Excerpts from Simon Riggs's message of jue mar 15 19:04:41 -0300 2012:
> 
> On Thu, Mar 15, 2012 at 9:54 PM, Alvaro Herrera
> <alvhe...@commandprompt.com> wrote:
> >
> > Excerpts from Simon Riggs's message of jue mar 15 18:38:53 -0300 2012:
> >> On Thu, Mar 15, 2012 at 2:26 AM, Robert Haas <robertmh...@gmail.com> wrote:
> >
> >> > But that would only make sense if
> >> > we thought that getting rid of the fsyncs would be more valuable than
> >> > avoiding the blocking here, and I don't.
> >>
> >> You're right that the existing code could use some optimisation.
> >>
> >> I'm a little tired, but I can't see a reason to fsync this except at 
> >> checkpoint.
> >
> > Hang on.  What fsyncs are we talking about?  I don't see that the
> > multixact code calls any fsync except that checkpoint and shutdown.
> 
> If a dirty page is evicted it will fsync.

Ah, right.

> >> Also seeing that we issue 2 WAL records for each RI check. We issue
> >> one during MultiXactIdCreate/MultiXactIdExpand and then immediately
> >> afterwards issue a XLOG_HEAP_LOCK record. The comments on both show
> >> that each thinks it is doing it for the same reason and is the only
> >> place its being done. Alvaro, any ideas why that is.
> >
> > AFAIR the XLOG_HEAP_LOCK log entry only records the fact that the row is
> > being locked by a multixact -- it doesn't record the contents (member
> > xids) of said multixact, which is what the other log entry records.
> 
> Agreed.
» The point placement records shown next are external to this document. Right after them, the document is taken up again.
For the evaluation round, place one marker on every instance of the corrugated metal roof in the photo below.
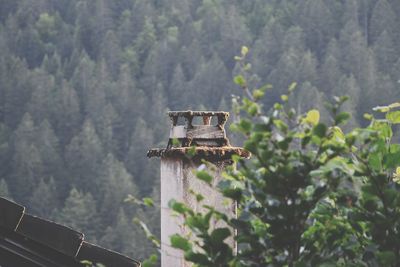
(26, 240)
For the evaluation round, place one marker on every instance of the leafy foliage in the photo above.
(311, 195)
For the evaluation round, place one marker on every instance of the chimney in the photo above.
(194, 136)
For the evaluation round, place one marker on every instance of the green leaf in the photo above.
(233, 193)
(220, 234)
(292, 86)
(342, 117)
(320, 130)
(258, 94)
(204, 176)
(148, 202)
(198, 258)
(177, 241)
(386, 258)
(244, 50)
(312, 117)
(240, 80)
(393, 117)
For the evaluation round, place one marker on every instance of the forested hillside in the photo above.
(84, 87)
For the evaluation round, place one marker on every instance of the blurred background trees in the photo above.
(84, 86)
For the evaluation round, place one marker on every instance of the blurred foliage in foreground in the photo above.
(310, 196)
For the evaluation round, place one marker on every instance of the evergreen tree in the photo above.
(44, 201)
(80, 213)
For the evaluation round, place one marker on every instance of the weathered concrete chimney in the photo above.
(203, 141)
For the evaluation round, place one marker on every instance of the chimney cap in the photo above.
(199, 141)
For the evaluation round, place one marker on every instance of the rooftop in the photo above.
(30, 241)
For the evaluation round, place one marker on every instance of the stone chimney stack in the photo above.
(194, 136)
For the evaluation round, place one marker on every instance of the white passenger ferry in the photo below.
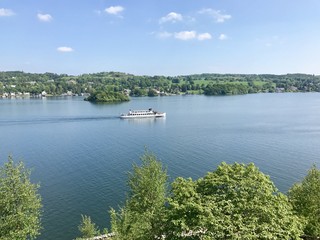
(143, 114)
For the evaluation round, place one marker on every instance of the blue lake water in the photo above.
(80, 152)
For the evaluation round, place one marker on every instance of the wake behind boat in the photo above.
(142, 114)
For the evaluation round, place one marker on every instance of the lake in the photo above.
(80, 152)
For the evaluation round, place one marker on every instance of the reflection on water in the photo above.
(138, 121)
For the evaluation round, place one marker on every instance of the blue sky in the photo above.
(160, 37)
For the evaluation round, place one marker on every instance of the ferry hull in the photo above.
(157, 115)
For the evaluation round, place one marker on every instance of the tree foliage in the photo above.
(144, 207)
(208, 83)
(234, 202)
(20, 203)
(305, 197)
(108, 97)
(87, 228)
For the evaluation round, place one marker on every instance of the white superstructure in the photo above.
(143, 114)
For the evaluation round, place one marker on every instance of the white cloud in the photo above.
(223, 37)
(64, 49)
(204, 36)
(114, 10)
(164, 35)
(6, 12)
(44, 17)
(171, 17)
(216, 14)
(185, 35)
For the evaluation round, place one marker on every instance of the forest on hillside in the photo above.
(19, 82)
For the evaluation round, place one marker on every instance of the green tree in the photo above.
(20, 203)
(141, 216)
(305, 197)
(234, 202)
(87, 228)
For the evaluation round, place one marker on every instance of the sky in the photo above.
(160, 37)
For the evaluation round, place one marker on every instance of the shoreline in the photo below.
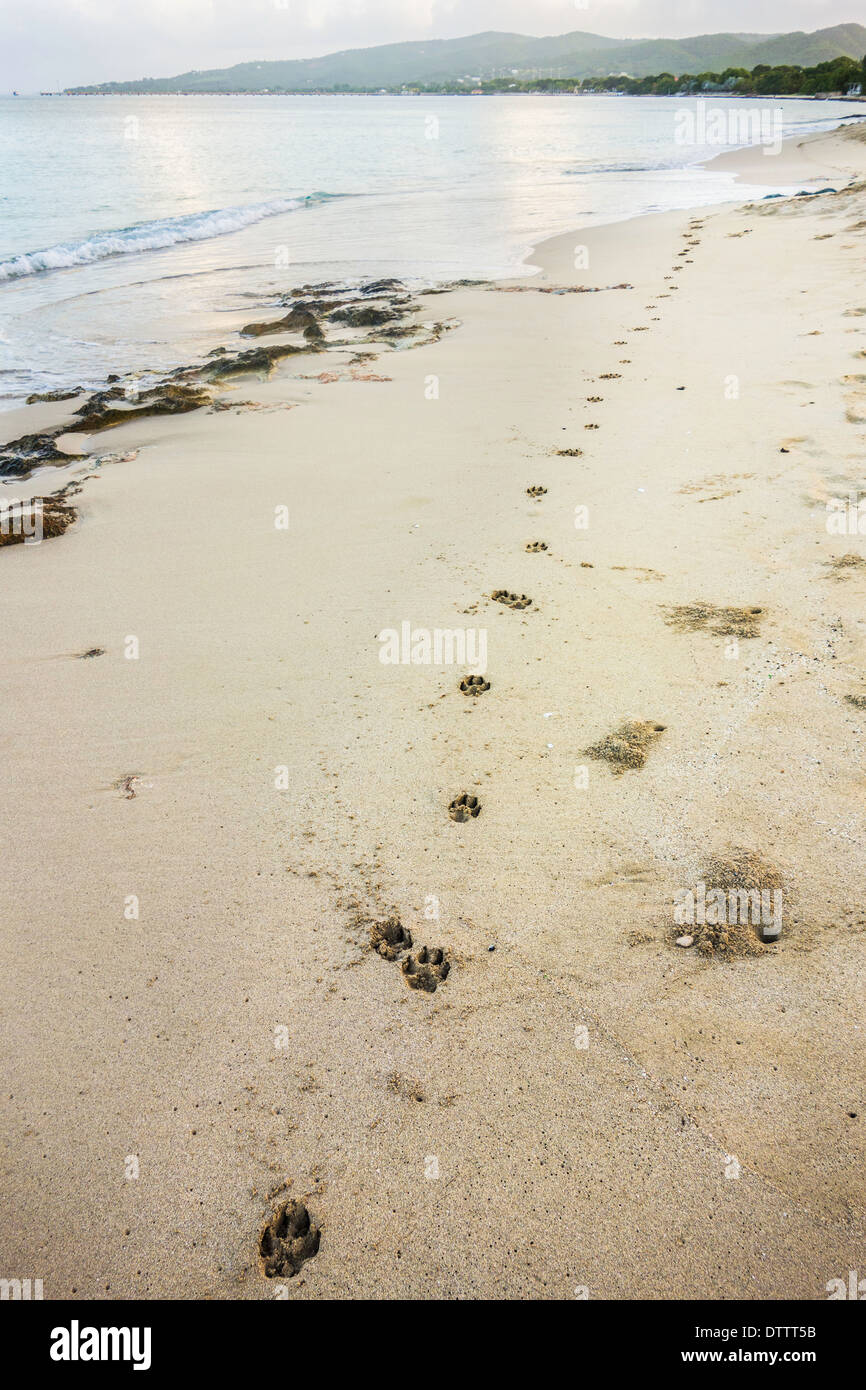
(783, 168)
(584, 1084)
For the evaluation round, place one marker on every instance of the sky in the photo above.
(54, 43)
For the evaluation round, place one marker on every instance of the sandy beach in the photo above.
(206, 822)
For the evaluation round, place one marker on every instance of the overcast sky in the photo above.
(54, 43)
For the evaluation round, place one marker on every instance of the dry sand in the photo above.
(588, 1091)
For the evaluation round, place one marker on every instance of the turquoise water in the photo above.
(131, 227)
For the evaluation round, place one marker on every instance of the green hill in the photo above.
(484, 56)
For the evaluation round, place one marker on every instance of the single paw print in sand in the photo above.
(516, 601)
(474, 685)
(426, 969)
(464, 808)
(288, 1240)
(389, 938)
(627, 745)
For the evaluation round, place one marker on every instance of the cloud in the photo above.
(53, 43)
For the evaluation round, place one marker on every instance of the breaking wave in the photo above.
(152, 236)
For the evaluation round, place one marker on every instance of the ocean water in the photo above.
(134, 230)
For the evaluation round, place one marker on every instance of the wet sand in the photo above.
(587, 1109)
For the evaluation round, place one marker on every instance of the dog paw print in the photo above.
(427, 969)
(474, 685)
(464, 808)
(389, 938)
(288, 1240)
(515, 601)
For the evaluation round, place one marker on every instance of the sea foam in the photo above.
(150, 236)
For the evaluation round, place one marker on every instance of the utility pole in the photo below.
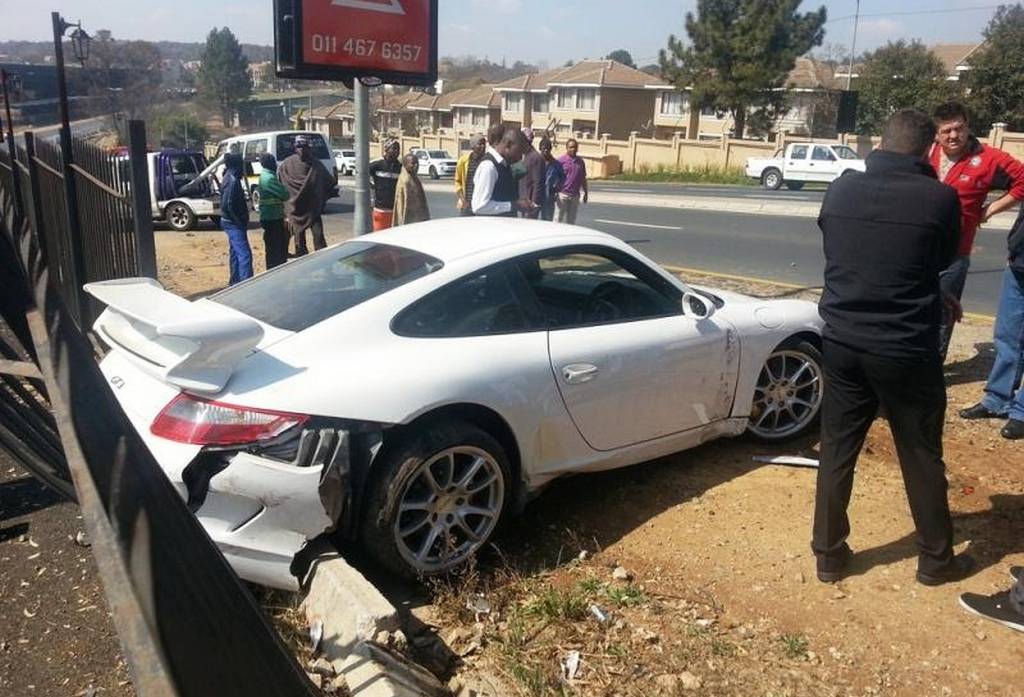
(361, 222)
(853, 47)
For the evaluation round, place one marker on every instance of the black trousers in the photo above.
(913, 395)
(274, 243)
(320, 242)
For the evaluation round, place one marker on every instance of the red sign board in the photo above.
(394, 40)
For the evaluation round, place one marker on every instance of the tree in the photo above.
(898, 76)
(739, 51)
(223, 76)
(128, 74)
(996, 76)
(623, 56)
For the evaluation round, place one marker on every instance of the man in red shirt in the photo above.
(971, 168)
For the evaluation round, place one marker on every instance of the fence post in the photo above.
(145, 247)
(48, 256)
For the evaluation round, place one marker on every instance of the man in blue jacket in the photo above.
(235, 219)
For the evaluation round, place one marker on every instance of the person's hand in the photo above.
(953, 307)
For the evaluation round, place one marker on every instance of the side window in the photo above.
(477, 305)
(822, 155)
(590, 287)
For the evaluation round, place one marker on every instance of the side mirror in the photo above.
(697, 306)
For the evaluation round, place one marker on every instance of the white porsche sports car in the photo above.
(411, 388)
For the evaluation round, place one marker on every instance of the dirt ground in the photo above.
(721, 587)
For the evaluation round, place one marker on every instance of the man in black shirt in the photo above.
(384, 178)
(888, 232)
But issuing two records when we could issue just one seems a
> little strange, especially when the two record types follow one
> another so closely - so we end up queuing for the lock twice while
> holding the lock on the data block.

Hmm, that seems optimization that could be done separately.

-- 
Álvaro Herrera <alvhe...@commandprompt.com>
The PostgreSQL Company - Command Prompt, Inc.